Water Cooler Games served as the web's primary forum for "videogames with an agenda" — coverage of the uses of video games in advertising, politics, education, and other everyday activities, outside the sphere of entertainment.
The site was maintained at watercoolergames.org from 2003-2009, where it was edited by myself and Gonzalo Frasca. It is now archived here in full.
Brian Crecente of Kotaku and the Rocky Mountain News just wrote an article on Left Behind: Eternal Forces, which we've discussed here before (and he also blogs it at Kotaku). Brian asks if the game might be "the first mainstream PC agenda game," and also offers a preview of the gameplay in the article. I played the game at E3 and wrote about it in my forthcoming book, Persuasive Games: Videogames and Procedural Rhetoric.
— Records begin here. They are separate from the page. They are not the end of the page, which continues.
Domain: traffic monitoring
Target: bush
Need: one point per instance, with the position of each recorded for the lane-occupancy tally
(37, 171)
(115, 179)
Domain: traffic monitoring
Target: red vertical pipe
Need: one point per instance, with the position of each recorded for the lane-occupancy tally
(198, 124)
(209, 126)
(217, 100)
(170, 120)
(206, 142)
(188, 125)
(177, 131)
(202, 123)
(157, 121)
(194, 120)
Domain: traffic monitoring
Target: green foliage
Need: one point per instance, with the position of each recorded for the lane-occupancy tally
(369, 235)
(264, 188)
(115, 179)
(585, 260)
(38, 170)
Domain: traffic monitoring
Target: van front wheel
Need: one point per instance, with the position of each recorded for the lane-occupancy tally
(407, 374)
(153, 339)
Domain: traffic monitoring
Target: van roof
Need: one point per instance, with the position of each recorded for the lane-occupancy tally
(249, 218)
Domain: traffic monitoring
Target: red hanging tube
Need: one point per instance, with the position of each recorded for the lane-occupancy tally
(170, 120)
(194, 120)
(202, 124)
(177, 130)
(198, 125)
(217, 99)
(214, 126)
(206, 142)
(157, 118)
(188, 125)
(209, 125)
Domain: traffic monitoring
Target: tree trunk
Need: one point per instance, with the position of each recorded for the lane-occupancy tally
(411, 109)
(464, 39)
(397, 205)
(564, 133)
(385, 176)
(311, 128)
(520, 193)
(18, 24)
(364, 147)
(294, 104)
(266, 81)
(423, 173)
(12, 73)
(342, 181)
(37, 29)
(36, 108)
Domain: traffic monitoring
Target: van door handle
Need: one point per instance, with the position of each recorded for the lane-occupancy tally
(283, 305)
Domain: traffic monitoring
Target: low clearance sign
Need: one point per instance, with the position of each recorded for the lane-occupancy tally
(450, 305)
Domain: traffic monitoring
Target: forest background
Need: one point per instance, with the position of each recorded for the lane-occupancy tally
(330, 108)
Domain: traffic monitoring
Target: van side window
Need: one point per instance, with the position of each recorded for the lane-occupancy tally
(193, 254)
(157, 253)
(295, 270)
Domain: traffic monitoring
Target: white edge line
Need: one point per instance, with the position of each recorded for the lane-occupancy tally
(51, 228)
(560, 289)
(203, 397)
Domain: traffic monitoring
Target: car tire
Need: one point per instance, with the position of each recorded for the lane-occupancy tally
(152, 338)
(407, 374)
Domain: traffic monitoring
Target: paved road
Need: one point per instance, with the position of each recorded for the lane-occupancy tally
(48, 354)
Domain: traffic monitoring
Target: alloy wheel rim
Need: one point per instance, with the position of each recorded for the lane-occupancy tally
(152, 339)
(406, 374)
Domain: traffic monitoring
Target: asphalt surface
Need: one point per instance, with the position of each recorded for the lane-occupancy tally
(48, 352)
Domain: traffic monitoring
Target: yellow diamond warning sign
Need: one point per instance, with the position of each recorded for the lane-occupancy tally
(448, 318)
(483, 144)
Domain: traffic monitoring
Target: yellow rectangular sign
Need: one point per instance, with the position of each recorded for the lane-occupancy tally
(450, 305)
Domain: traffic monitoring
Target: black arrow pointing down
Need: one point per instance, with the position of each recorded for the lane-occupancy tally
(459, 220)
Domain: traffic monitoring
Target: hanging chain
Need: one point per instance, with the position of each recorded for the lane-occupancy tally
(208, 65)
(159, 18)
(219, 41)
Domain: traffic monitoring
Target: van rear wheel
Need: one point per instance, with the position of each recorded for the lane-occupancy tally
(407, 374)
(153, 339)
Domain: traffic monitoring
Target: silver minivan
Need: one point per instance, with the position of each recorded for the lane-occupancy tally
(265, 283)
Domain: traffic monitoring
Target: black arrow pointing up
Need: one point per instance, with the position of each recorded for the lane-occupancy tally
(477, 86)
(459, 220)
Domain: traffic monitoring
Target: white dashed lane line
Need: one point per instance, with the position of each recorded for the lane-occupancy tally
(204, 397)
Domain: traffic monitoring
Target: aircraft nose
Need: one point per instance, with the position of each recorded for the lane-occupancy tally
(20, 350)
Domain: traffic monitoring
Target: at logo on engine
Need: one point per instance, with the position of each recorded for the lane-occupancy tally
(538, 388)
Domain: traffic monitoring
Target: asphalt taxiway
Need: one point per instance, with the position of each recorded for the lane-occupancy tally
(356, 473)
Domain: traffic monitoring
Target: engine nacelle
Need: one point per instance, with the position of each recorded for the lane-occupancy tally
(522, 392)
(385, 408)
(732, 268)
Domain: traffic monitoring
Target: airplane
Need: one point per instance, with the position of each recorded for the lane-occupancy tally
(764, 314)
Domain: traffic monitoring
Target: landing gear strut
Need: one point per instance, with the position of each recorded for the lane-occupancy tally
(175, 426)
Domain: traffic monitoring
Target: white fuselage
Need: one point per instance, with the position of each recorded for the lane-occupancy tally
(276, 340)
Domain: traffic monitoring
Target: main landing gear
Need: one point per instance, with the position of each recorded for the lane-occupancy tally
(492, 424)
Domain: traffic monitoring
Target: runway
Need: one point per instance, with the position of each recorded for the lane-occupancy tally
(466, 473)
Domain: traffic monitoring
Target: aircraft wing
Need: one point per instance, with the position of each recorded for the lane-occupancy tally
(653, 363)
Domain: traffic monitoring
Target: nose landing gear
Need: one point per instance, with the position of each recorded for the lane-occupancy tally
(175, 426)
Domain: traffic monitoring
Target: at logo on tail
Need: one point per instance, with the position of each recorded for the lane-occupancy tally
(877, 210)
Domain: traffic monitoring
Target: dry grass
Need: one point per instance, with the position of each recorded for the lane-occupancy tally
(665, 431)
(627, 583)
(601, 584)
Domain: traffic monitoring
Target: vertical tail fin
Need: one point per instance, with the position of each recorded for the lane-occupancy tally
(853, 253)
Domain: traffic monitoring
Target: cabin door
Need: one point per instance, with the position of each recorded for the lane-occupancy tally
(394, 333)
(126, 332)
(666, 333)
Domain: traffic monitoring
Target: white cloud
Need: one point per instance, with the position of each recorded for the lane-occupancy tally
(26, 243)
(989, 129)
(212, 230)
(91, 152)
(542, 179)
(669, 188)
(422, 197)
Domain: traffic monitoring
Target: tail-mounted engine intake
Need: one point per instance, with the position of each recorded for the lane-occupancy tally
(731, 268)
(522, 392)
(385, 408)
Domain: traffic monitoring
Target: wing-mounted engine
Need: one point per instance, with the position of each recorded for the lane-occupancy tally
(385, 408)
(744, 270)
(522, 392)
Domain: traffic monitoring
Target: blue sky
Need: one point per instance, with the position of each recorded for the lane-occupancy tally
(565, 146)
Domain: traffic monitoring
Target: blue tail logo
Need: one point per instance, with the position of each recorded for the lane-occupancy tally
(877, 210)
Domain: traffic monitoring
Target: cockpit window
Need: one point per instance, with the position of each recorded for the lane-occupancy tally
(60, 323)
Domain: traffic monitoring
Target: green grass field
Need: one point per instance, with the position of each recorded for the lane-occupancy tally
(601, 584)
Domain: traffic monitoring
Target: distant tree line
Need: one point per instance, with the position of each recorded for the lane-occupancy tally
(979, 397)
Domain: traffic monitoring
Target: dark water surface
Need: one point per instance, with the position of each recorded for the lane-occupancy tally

But, you can get a preview of my opinion in Brian's article:
"It could be Islamic or Judaic," he said. "Why didn’t they make a game where you live that life (of an unbeliever) and then you discover at the Rapture what side you end up on?
"The fear that I have is that they are confused about whether they are making a game about this perspective or if it's a game with a Christian skin."
In other words, he asks, is Left Behind: Eternal Forces just another real-time strategy title with prayer in it?
That said, I do praise the group's attempt to represent religion in a more interesting way than just killing demons... after all, you could do that in Doom.